“It made me proud to be Irish, and to be a Corkman. My mother would have been so proud.”
That was the reaction from fishmonger Pat O’Connell yesterday as he reflected on his private audience with Queen Elizabeth before attending a reception for some 300 people at Buckingham Palace on Tuesday, to celebrate the contribution made by Irish citizens in Britain.
The city’s unofficial ambassador was among a select group handpicked to attend a private audience with the queen before the main function. He said his late mother Kay, who established the family business in the historic English Market, would have been proud.
Pat said: “I came through the main door and a man came over to me and said, ‘Are you Pat O’Connell?’
“And I thought, ‘Oh God, what have I done now?’ He asked me to follow him upstairs. We were put in to a room and were told the queen would be in soon. I was way out of my comfort zone but there was no need to be nervous.
“When the queen came in, she recognised me straight away and said, ‘Oh, you’re here. Did you bring any fish?’” he joked.
“Underneath it all, she’s just an ordinary woman with a great sense of fun.”
Pat said they chatted about how much she enjoyed her state visit to Ireland in 2011, and that she commented on the “buzz” in the room as the Irish community mingled.

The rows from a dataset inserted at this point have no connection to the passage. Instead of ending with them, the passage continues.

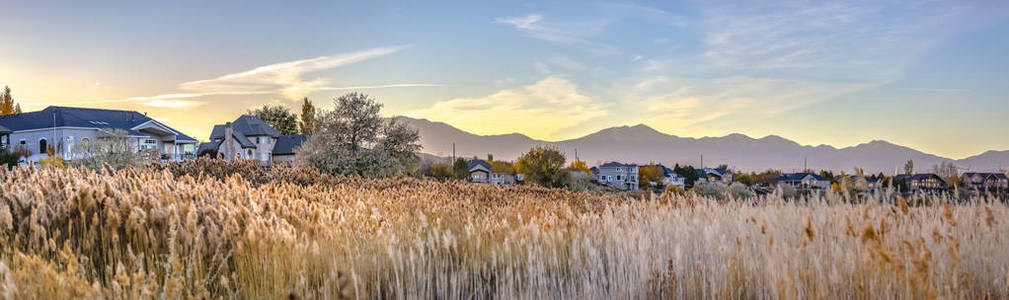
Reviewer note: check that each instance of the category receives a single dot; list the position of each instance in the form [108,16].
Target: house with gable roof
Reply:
[249,137]
[59,128]
[985,182]
[618,175]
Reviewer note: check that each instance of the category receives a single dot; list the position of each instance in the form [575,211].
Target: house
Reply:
[59,128]
[715,175]
[671,178]
[804,181]
[987,182]
[856,180]
[482,172]
[921,183]
[621,176]
[5,138]
[249,137]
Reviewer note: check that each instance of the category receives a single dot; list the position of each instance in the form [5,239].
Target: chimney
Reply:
[228,150]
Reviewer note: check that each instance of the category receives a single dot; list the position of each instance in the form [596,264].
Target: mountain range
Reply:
[643,144]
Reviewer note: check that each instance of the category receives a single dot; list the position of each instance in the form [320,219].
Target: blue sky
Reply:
[930,75]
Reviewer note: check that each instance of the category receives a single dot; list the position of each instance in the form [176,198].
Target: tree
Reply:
[7,105]
[649,174]
[441,171]
[308,122]
[543,166]
[277,117]
[355,139]
[688,173]
[745,179]
[580,166]
[461,168]
[948,173]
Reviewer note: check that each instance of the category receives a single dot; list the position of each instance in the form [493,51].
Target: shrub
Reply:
[9,159]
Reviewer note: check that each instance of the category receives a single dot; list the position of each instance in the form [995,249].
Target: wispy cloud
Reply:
[937,90]
[287,78]
[858,38]
[539,110]
[688,103]
[575,33]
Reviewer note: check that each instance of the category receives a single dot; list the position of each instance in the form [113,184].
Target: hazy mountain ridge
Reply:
[641,143]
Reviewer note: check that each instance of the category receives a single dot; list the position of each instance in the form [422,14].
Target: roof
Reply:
[208,147]
[986,175]
[62,116]
[799,177]
[248,125]
[478,163]
[666,172]
[708,171]
[287,144]
[916,177]
[618,165]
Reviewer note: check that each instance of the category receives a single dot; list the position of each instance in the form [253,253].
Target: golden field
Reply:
[163,233]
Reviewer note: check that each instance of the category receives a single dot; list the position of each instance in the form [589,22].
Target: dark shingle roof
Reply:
[287,144]
[617,165]
[61,116]
[251,125]
[800,176]
[474,163]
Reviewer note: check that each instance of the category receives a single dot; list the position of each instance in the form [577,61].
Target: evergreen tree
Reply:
[308,117]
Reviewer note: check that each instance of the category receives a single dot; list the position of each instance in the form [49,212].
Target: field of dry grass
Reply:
[69,233]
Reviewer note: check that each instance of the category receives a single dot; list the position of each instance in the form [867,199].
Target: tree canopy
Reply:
[7,105]
[543,166]
[278,117]
[308,122]
[355,139]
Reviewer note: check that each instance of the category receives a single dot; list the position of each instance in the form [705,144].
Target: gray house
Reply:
[4,138]
[621,176]
[248,137]
[60,128]
[482,172]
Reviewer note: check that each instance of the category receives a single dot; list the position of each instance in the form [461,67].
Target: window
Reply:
[147,143]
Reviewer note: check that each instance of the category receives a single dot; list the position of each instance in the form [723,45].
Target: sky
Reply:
[930,75]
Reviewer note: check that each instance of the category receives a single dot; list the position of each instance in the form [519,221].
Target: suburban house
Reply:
[715,175]
[4,138]
[248,137]
[671,178]
[804,181]
[621,176]
[858,180]
[988,182]
[927,183]
[482,172]
[59,128]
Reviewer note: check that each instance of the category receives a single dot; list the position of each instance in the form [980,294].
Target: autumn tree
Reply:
[278,117]
[7,105]
[580,166]
[308,117]
[461,168]
[543,166]
[649,174]
[355,139]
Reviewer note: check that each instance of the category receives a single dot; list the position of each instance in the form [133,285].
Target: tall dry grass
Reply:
[71,233]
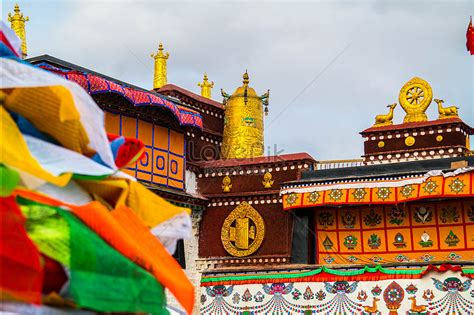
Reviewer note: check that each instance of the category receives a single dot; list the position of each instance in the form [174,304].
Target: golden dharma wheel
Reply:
[415,97]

Pat flew home from London with wife Margaret last night and will be back behind his stall this morning.
UCC graduate Emma Verling, a native of Waterford who completed her BSc and PhD at the then Department of Zoology, Ecology, and Plant Science at the college, also attended the reception. “It was a wonderful evening — a bit surreal but it was very memorable. It was a real honour to be part of such an historic event,” she said.
The reception served as a curtain-raiser to President Michael D Higgins’s visit to Britain — the first such visit by an Irish head of state. The President and wife Sabina will be the Queen’s guests on April 8-11.